Americas and Oceania Collections blog

Exploring the Library’s collections from the Americas and Oceania

04 March 2010

Salmon fishing in Canada: a lengthy preoccupation

Salmon Fishing Title Page 
 BL Shelfmark 7906.d.5

I will admit that this blog is not the usual Americas fare but when I came across the above item I couldn’t let it go back to the stacks without drawing some attention to it. The author of the book, Sir James Edward Alexander, was a career military man whose life was defined by various tours of duty across the British Empire. Out of all the landscapes he crossed, Alexander seemed particularly taken with Canada, writing about it at length both officially and unofficially. While his works such as L’Acadie; Or, Seven Years’ Explorations in British America (BL Shelfmark 10470.b.3) bare a tone official to the point of ‘stiff upper lip’ parody his writing in Salmon Fishing in Canada is engrossingly lively, whitty and jovial. This is perhaps best evidenced visually by the illustration below.

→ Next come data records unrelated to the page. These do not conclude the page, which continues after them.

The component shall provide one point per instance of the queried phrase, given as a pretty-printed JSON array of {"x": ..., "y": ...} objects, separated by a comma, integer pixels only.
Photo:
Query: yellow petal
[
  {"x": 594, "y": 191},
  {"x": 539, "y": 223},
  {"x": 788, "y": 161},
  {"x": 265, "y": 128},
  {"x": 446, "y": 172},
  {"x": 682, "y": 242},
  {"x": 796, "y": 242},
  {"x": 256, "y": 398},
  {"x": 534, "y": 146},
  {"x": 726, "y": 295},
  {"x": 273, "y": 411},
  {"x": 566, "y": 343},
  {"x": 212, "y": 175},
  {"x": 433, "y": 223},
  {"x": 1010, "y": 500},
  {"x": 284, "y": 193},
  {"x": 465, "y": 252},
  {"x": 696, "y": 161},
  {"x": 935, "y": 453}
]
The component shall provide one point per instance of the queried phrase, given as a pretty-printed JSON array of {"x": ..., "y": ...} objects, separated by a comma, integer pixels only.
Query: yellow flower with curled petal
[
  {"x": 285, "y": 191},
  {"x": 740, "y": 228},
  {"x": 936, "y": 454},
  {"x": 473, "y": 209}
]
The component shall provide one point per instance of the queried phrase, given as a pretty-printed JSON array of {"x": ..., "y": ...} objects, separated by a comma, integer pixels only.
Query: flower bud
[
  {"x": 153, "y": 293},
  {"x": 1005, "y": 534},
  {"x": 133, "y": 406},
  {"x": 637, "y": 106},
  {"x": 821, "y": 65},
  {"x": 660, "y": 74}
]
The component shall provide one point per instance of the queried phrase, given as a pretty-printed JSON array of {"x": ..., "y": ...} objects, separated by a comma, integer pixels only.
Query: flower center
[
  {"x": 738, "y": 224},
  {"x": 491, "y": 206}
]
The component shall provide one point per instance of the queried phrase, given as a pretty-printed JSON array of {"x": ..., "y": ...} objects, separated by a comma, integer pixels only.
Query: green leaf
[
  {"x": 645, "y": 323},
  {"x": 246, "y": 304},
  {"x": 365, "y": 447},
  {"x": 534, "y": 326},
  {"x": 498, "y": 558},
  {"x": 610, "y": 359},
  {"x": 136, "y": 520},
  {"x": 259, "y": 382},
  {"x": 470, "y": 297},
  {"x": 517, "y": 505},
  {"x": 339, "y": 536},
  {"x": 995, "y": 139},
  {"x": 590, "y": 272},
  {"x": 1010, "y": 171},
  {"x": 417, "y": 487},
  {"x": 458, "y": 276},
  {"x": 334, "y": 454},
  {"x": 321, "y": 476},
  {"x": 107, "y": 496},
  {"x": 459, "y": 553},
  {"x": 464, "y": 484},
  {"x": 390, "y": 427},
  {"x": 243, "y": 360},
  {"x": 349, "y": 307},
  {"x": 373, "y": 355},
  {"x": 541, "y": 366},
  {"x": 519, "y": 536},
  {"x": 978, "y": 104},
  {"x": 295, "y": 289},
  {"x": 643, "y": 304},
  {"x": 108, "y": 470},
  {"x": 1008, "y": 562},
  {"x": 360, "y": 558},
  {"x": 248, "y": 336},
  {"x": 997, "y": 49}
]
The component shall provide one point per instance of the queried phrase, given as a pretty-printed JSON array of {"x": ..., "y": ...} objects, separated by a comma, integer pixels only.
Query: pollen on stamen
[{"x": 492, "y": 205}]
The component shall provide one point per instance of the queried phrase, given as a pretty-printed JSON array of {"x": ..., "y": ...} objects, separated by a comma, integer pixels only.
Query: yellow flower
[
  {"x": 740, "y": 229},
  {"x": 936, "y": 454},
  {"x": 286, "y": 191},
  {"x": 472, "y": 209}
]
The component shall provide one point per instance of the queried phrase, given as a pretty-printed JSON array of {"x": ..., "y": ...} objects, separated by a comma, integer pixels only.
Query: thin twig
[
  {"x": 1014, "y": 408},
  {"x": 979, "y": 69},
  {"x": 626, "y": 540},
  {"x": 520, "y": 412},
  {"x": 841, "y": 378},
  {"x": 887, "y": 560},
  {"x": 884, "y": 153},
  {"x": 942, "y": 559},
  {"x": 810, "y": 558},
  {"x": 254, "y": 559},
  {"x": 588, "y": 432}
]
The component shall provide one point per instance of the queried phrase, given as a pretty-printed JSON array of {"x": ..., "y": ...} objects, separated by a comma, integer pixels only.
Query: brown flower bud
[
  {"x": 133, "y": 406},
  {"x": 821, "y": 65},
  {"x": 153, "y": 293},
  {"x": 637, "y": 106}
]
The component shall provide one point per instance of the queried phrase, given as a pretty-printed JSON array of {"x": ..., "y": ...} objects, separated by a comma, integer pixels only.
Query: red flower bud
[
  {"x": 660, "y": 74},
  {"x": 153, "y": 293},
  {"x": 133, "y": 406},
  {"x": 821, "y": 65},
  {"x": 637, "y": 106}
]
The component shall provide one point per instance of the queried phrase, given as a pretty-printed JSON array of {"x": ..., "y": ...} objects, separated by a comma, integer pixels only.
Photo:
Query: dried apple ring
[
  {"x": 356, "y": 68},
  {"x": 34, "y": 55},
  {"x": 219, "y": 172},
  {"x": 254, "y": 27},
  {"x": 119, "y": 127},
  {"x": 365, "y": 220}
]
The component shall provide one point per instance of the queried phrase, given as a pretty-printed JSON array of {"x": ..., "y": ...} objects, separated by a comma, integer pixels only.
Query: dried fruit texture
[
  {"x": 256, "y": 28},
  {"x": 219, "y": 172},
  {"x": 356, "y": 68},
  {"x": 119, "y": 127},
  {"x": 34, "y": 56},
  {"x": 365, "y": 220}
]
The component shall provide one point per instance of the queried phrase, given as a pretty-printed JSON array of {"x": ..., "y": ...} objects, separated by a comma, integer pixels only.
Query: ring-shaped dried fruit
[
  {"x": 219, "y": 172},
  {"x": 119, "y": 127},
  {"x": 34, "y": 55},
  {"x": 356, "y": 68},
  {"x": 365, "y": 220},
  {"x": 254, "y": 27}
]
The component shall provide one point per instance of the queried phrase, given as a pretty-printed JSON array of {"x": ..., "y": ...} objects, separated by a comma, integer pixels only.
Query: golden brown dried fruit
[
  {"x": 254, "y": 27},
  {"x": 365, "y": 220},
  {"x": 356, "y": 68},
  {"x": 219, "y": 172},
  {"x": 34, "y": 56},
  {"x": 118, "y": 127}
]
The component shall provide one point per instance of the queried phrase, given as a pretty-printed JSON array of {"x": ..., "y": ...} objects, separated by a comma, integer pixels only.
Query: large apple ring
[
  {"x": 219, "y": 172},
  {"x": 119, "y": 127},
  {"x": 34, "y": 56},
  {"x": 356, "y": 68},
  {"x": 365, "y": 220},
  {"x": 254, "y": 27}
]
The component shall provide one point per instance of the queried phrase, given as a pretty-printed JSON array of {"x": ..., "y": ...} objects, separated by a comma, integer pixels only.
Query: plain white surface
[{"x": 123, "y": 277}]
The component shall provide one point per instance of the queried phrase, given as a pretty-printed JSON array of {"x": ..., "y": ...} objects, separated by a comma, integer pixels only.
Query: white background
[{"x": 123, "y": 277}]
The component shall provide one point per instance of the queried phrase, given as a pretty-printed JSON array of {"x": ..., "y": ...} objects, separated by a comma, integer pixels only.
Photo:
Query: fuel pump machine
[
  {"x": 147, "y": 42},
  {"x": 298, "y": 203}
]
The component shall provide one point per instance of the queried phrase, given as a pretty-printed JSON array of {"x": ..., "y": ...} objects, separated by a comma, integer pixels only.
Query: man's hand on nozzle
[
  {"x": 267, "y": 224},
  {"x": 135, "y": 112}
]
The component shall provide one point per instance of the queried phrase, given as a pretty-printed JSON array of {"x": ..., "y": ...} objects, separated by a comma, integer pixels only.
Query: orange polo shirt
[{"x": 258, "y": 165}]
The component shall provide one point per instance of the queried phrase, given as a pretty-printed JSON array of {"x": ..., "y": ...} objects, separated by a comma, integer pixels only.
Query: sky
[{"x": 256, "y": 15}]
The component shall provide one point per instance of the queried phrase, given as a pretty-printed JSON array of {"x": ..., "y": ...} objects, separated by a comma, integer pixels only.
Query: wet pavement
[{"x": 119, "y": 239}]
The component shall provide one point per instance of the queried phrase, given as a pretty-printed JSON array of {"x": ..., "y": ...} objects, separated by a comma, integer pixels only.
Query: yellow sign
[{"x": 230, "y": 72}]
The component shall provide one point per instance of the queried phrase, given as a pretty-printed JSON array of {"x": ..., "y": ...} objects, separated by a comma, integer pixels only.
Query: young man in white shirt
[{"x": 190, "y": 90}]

 Salmon Fishing Introduction Illustration

What surprised me most about the book was how timeless it seemed in the context of today’s culture of fishing for leisure. The structure of the book, based around the sharing of facts about Canadian fishing but interspersed with fits of whimsy and some grand fisherman’s tales, would be familiar to many who spend their recreation time on the world’s rivers and lakes today. Discussion ranges across where in British America is best to fish and how to get there – something more challenging than today – while also telling humorous stories invariably involving a clumsy but determined vicar. Of all these topics the one that jumps off the page is a chapter entitled, “What flies are suited to Canada?”, a topic that I would wager is still hotly debated across the variables of season, terrain, wind direction and other vagaries of fishing lore.

Unfortunately, while Lieutenant General Sir Alexander spent a great deal of time and effort writing and illustrating this work, he appears to have neglected to place the illustration I was actually looking for. So, that being the case, I should get back to looking for it and leave you with some for which he did manage to find a home.